Vincent Alvarez, newly elected President
At that meeting Vincent Alvarez from IBEW Local 3 was nominated for President.

Arthur Cheliotes from CWA Local 1180 and Janella Hinds from UFT were nominated for Secretary Treasurer.

NABET-CWA Local 16 Secretary/Treasurer, Rich Gelber, made a seconding speech for Arthur Cheliotes.

At the June 30, 2011 NYCCLC meeting, attended by 318 delegates from 21 unions representing 590,827 members, approved the new constitution, which had been pre-approved by AFL-CIO President Richard Trumka.

On instruction from the national AFL-CIO, the package of constitution changes was voted on intact, with no separation of issues permitted, to the consternation of several delegates, many of whom felt that each of the 21 ammendments should have been discussed and voyed upon individually.

Vincent Alvarez from IBEW Local 3 was elected President.

Janella Hinds and Vincent Alvarez
 Janella Hinds was elected Secretary Treasurer, Arthur Cheliotes having dropped out in expectation of a run for a new, as yet not created Executive Vice-President position to be proposed at the next NYCCLC meeting.
An additional constitution change, submitted by Arthur Cheliotes at the June 9 meeting, and read, but not voted on yet, was discussed at the June 30 meeting.
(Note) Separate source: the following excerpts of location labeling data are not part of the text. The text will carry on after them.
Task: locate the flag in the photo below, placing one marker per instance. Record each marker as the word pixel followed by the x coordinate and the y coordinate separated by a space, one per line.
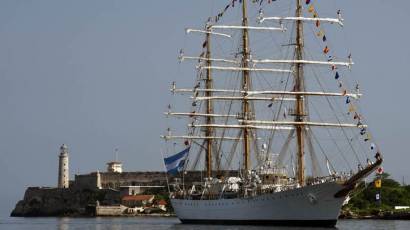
pixel 311 9
pixel 378 183
pixel 175 163
pixel 337 75
pixel 326 50
pixel 378 196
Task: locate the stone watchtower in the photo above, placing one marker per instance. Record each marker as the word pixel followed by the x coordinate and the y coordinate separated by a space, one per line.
pixel 63 175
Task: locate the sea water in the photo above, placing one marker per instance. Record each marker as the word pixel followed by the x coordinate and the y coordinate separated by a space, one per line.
pixel 135 223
This ammendment would create 6 Senior Vice President (SVP) positions, to be appointed by the CLC President and ratified by the Executive Board. These new SVPs would be tasked with promoting diversity.
Respectfully Submitted,

Rich Gelber and Robert R. Daraio
NABET-CWA Local 16

New York City Central Labor Council Elects New President

Vincent Alvarez Will Lead Largest Labor Council in the Country

by New York State AFL-CIO

Last night, Vincent Alvarez was elected President of the New York City Central Labor Council, the largest such council in the country, representing more than one million union members throughout the city.
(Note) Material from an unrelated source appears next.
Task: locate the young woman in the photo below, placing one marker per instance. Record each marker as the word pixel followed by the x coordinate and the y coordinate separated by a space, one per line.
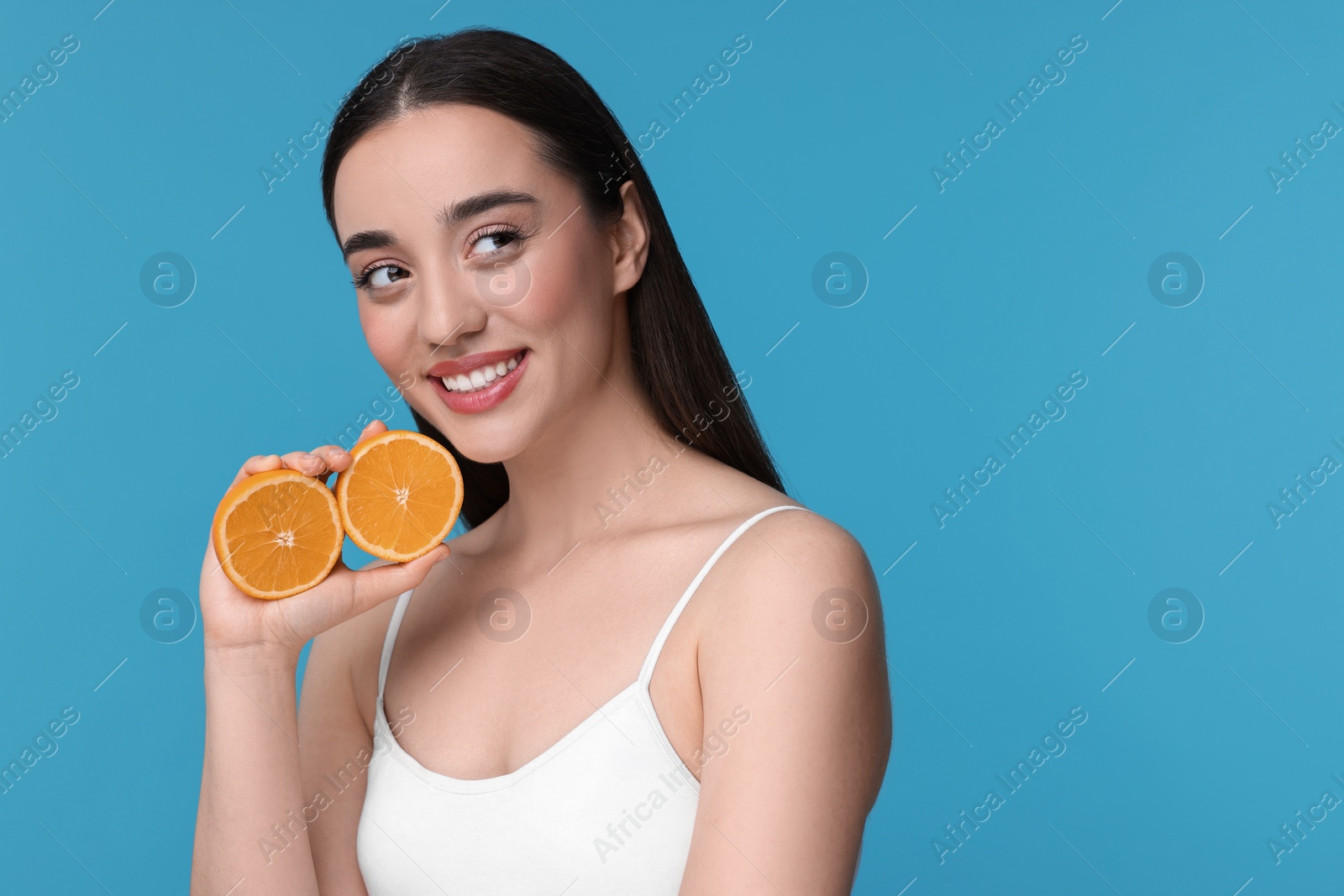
pixel 644 669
Brother Alvarez was unanimously elected by the umbrella organization's delegate body to serve a four year term. Earlier in the evening, delegates voted to amend the constitution, making the President a full-time officer of the Council.

A 21-year member of Local 3 International Brotherhood of Electrical Workers and a native of Staten Island, Mr. Alvarez won the esteem of union leaders over two decades of volunteer work with the Council.

“He is the most honest and decent guy you’ll ever meet,” said Ed Ott, a former executive director of the Council who is now a distinguished lecturer in labor studies at the City University of New York’s Murphy Institute. “This is what the Council needs. It will reassure the members that the place is now in good hands.”

Upon his election, Vincent Alvarez, a member of IBEW Local #3, stated, "It is an incredible honor to lead this Council at such a critically important time for working families. Working men and women face immense challenges, both in the workplace and in their everyday lives. Our city, state and country are continuing to struggle through one of the most difficult economic periods in the last 80 years. And during that time, we have seen workers suffer dramatically.

"It's time the New York City labor movement raises its collective voice and says "enough is enough" to policies that adversely affect working people. We have the talent, we have the strength and we have the resolve to address these challenges. And together, we will prevail."

In his address to the delegates, Brother Alvarez also outlined his vision of the Central Labor Council under his leadership. "We are committed to working tirelessly at putting together a competent organization, comprised of intelligent and dedicated individuals poised to deal with today's challenges and who are ready, willing and able to serve this labor movement. Tonight I pledge to you that working together as one movement – public sector, private sector and building trades – we will redouble our efforts to find effective solutions to complex problems affecting working people."

Janella Hinds
Delegates also elected Janella Hinds, a member of the United Federation of Teachers, to the newly created position of Secretary Treasurer. Sister Hinds has been a labor activist for fifteen years, and is a skilled negotiator who has served on numerous negotiating committees advocating for member rights.

The four year term for each of the newly elected officers begins immediately.